Peter Beinart: I disagree. I think American leaders would like to solve the conflict.
Noura Erakat: And that's why they contain it. And that's why they contain it. No they haven't done anything to solve it.
Peter Beinart: They want to solve it according to the kind of parameters that Bill Clinton laid out. There may be people who disagree with that but I also agree that their second best alternative is to contain it because they're afraid of what happens if there's no process at all.
Marwan Bishara: Has it become a de facto regional forum led by America. An American-led regional order where everyone in the Middle East is judged according to the process. You're a good guy. You're for the process. If you're not for the process, you're the bad guy. Are you eye to eye with America you're probably with the process, if you're not, you're not with the process. The process has become the regional order, the compass. It's that foothold for America in the region.
Noura Erakat: I think that the US has a lot of footholds and this is not the sole compass, it's one of many, and yes you're right that it's become a litmus, and it defines the US's relationship vis-a-vis most of the Middle Eastern countries, but the US can absolutely change this balance of power.
Marwan Bishara: But look at it, I mean they are, now they are basically absent from Iraq, although there have been meetings, absent from Iran and its nuclear project, absent from Syria, absent from Egypt, absent from Libya, the only place that remains is the Middle East peace process.
Nathan Thrall: The US looks at a region in which they are losing influence and they see that this is one place where they can actually exercise some influence and perhaps they're not going to resolve the Palestinian-Israeli conflict but they're at least, as I mentioned a second ago, they're at least going to prevent it from going into a downward spiral.
Marwan Bishara: Peace process as a strategic American national interest. The peace process is not necessarily peace.
Noura Erakat: The investment in peace but the US just because it does, I think the US is exerting influence on a daily basis, just that who it decides to support, which countries it decides to fund, the military funding to Egypt, to Saudi Arabia, to Jordan, I think that the US is quite influential in the Middle East and continues to be so and there is no resistance against that, so yes, the peace process might be a fixture within that, but all it is, is a balance of power and maintaining the status quo --
Marwan Bishara: -- or imbalance of power.
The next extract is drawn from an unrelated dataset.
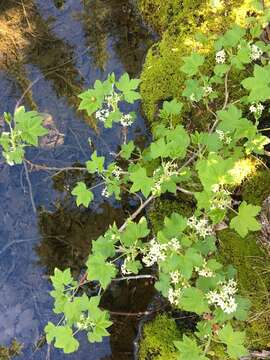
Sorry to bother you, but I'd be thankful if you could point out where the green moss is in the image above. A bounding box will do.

Noura Erakat: Or the imbalance of power that is very short-sighted in its prospects.
Marwan Bishara: Well short-sighted. Maybe, maybe not. Gentlemen, Noura, thank you.
And I'll be back with a final note.
Marwan Bishara: When it comes to the peace process, history repeats itself first as a tragedy, then a farce and back again. So if the appointment of Israel's darling, Dennis Ross as peace envoy was tragic, the appointment of Martin Indyk twenty years is certainly a farce.
It's comical that President Obama asks Israelis and Palestinians to show courage, leadership and originality, then appoints another Israel darling to head his peace efforts.
Indyk heads the Saban center, the Middle East wing of the Brookings Institution, the same Haim Saban who told the Israeli paper Haaretz that he' s an admirer of Ariel Sharon and dreams of being Israel's information minister.
Alas, Indyk has already gotten his dream job after serving at AIPAC, the Israel Lobby, and heading its think-tank, the Washington Institute.
And once again, hypocrisy has a face to go along. That's the way it goes.